The next chapter of Our Blue Life

And we’re home. After a whirlwind fifteen months on the world’s largest, most populated continent, we find ourselves at last stationary, comfortable, and unemployed back in the good ‘ol USA. Arriving in Detroit after twenty hours in flight, it seemed unreal that we were finally back. We would not have to find and haggle with a taxi driver. We would not have to worry about where to sleep and if there would be a toilet available. We could, at long last, understand every word we heard. I just about kissed the ground at Newark under the giant, American-sized American flag outside Customs and Border Patrol, right next to the fresh portrait of some guy we heard got elected while we were gone.

The only thing to worry about now was scheduling meals for all the comfort foods we’d been dearly missing. As much as we love and missed our family and friends, so many of our homecoming fantasies centered on the renewed availability of fresh, clean, American cuisine. We had a timeline all planned out and immediately got to checking things off on Thanksgiving the next day. Mmmm. Home for the holidays.

As we cool things down from constant traveling and ramp things up on the job trail, we’re taking this time to reflect and reconnect with friends. We’re really glad to have met up with many of you already. Ann Arbor keeps calling us back, so we have been taking any excuse to get down there. The annual Friars concert brought us in to give Nick and Julie a proper, sorely belated cheers on their 21st birthdays. And Katie’s family helped us make sure Zingerman’s sandwiches still taste as marvelous as they are expensive. South campus is almost completely unrecognizable from our tenure; the last time we were in the Big House was over two years ago, so seeing its transformation from modest steel to massive brick was striking.

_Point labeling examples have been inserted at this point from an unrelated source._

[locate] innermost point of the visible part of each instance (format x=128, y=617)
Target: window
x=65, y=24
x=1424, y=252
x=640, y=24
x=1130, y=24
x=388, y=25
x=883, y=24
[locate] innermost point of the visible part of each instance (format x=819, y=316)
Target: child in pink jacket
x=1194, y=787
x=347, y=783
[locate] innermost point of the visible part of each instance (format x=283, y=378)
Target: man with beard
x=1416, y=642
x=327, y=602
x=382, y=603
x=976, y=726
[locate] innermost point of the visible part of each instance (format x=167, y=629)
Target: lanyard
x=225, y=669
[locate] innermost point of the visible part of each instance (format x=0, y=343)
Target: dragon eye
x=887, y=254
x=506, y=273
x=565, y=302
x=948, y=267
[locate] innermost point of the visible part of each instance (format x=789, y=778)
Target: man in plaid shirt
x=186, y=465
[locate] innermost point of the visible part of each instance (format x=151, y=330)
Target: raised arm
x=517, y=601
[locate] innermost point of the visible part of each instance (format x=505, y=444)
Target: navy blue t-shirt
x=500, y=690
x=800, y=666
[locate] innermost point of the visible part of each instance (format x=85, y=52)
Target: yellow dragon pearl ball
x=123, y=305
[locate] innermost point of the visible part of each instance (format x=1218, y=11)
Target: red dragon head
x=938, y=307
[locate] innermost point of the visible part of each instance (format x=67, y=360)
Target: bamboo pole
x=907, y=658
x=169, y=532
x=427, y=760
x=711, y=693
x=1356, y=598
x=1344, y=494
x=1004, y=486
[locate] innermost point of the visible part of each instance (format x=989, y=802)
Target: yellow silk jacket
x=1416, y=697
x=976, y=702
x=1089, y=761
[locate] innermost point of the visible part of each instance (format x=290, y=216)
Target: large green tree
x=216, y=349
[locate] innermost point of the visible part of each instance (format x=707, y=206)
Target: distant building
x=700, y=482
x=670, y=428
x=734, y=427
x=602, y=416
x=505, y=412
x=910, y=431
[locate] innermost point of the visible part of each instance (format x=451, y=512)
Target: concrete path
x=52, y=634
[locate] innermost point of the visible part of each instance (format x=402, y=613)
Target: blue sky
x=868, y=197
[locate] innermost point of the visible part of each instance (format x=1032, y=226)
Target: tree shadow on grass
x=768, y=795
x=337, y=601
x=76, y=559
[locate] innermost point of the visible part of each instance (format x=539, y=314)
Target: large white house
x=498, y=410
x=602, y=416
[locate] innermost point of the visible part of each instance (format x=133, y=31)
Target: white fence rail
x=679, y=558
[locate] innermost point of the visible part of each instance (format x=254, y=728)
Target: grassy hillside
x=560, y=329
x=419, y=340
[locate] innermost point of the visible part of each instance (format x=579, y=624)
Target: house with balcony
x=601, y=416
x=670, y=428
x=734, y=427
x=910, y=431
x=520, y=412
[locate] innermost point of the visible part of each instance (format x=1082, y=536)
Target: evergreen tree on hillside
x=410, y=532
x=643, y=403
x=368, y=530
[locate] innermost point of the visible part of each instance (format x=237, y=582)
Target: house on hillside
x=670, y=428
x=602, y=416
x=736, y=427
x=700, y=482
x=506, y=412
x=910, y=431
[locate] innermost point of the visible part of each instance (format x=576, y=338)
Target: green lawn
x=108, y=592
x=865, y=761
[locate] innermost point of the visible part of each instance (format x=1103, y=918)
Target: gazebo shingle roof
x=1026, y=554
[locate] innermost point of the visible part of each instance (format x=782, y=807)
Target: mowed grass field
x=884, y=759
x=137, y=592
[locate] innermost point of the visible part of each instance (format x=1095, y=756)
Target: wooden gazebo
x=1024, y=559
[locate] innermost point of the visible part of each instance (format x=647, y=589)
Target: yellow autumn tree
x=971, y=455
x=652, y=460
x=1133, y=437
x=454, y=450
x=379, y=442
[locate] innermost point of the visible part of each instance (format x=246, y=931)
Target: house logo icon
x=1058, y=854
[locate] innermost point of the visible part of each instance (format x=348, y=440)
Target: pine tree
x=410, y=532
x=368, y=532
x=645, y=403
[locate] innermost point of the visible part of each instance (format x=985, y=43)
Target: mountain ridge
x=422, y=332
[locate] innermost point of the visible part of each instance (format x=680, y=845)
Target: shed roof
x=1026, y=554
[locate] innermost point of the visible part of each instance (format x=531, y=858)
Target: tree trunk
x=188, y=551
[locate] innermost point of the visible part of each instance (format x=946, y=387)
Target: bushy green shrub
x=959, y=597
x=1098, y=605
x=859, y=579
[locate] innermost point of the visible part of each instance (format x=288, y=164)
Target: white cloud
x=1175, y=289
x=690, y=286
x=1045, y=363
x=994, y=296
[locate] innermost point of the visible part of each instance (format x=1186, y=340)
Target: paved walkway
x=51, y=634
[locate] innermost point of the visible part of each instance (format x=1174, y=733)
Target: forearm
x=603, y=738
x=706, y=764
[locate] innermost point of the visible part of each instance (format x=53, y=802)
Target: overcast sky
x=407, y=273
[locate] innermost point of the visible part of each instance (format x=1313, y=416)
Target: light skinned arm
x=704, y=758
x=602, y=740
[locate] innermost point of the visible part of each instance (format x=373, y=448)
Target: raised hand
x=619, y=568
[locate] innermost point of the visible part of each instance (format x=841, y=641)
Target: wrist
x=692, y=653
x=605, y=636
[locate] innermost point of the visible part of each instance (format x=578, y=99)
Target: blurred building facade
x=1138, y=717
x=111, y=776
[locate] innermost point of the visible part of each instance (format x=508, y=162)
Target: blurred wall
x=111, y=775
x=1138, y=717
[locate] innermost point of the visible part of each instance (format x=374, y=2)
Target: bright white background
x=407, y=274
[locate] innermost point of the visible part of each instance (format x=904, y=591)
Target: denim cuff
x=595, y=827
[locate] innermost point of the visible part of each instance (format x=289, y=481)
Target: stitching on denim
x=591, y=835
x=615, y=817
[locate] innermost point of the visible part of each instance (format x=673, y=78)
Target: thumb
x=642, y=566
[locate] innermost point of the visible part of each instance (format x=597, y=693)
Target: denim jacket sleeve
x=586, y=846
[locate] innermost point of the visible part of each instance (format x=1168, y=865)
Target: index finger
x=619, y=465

But mostly we’ve spent a lot of time at home, alternately relaxing and stressing over the uncertainty of our future. For so long we worked off an itinerary—or at least a flight schedule—that the open-endedness now facing us feels a little foreign. But wherever it takes us next, we’re excited to begin the next chapter of Our Blue Life.

Also, you may have noticed the website is a little revamped. (I apologize if there are any glitches; it looks best in Firefox.) There are a few improvements, like nice, high-quality photos that you can now comment on individually and an ostensibly better overall look and feel. I started the design from scratch back in Korea, and we’re re-launching the site now to coincide with one journey just completed and another just begun.

Comments

The site is great!  Also: Perhaps living a normal life is as foreign now to you as the places you’ve been are to normal people?

LOVE the new blog. yours definitely makes mine look like a child’s play thing now. hahaha :)
please eat much BTB on my behalf,
-g

Good to see you are continuing your blog, the revamped one is great.  Nice to keep up with you;  (Figuratively, that is.  Could never do it literally!)   See you soon,  in person!   Love you both.  Grandma & Grandpa Drake

Greg…this site is gorgeous and it’s really cool what the two of you did.  How courageous!  Im sure the further you get away from your adventures the more meaning they will have.  I love the pictures.  Best of luck with your new adventures in the job market.  Im sure you’ll both be fine.  Take good care.